3 (a) to 3 (e) sequentially illustrate a method of forming a gate electrode according to another exemplary embodiment of the present invention, wherein a hard mask (e.g., on the gate electrode layer 30 of the gate A) is formed. 32) is further stacked and the formation of other parts is the same as in the case of one embodiment, and thus will be omitted.

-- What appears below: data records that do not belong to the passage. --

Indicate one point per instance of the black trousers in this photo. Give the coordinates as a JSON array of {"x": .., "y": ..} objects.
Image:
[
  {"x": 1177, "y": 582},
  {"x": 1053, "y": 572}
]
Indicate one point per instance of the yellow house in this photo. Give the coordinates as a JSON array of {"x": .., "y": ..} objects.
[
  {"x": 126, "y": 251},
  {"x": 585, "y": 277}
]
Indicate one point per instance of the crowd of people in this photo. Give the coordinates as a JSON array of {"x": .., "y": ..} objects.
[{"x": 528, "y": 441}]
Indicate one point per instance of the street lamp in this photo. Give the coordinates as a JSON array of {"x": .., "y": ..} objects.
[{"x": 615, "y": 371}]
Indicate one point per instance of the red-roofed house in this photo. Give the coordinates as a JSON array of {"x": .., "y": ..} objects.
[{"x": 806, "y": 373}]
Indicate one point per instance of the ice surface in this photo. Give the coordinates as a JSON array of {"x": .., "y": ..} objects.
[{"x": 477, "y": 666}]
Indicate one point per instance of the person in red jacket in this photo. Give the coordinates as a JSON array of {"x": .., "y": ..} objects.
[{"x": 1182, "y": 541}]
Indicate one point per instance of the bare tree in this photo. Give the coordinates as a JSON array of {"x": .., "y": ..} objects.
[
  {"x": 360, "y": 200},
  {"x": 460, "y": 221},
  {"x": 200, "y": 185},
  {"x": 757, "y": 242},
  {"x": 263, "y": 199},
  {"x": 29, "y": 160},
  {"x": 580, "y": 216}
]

As described above, when the gate electrode forming method of the MOS transistor according to the present invention is used, an insulating layer is formed on a portion where the gate electrode is not formed on the semiconductor substrate, and a first spacer is formed on the side surface thereof. The gate oxide layer and the gate electrode layer are stacked on the site where the gate is to be formed, and after removing the insulating layer, ions are implanted to form a source / drain region, a plug poly is formed at an opening thereof, and the first spacer is removed to remove the first spacer. Since the LDD ion implantation region is formed by implanting ions through the two open portions, the effective channel length of the gate electrode is formed to be short, and thus it is a very useful and effective invention for achieving high integration of the device.

Claims (8)

Forming an insulating layer on a portion of the semiconductor substrate other than a portion where a gate is to be formed, and then forming a first spacer on a side of the insulating layer; Forming a gate by sequentially laminating a gate oxide film and a gate electrode layer on a portion where the gate is to be formed after the step; Forming a source / drain region in the semiconductor substrate by implanting ions through the first opening formed by removing the insulating layer after the step; Embedding the polysilicon layer in the first open portion after the step, and then planarizing to form a plug poly; Forming an LDD ion implantation region in the semiconductor substrate by implanting ions through a second open portion formed by removing the first spacer after the step; And embedding an insulating layer in the second open portion after the step, and then planarizing to form a second spacer. 2. The method of forming a gate electrode of a MOS transistor according to claim 1, wherein the insulating layer has a thickness of 1000 to 5000 GPa. The method of forming a gate electrode of a MOS transistor according to claim 1, wherein the first spacer has a thickness of 200 to 2000 GPa. 2. The method of forming a gate electrode of a MOS transistor according to claim 1, wherein the gate oxide film is a tantalum oxide film or a gate oxide film. 2. The method of forming a gate electrode of a MOS transistor according to claim 1, wherein the gate electrode layer is a polysilicon layer or a metal silicide layer. 2. The method of forming a gate electrode of a MOS transistor according to claim 1, wherein the planarization of the gate electrode layer uses a CMP polishing process or an etch back process. The method of claim 1, further comprising a hard mask on the gate electrode layer. 2. The method of forming a gate electrode of a MOS transistor according to claim 1, wherein a rapid thermal annealing process is performed to activate a source / drain region and a gate electrode before forming the LDD ion implantation region.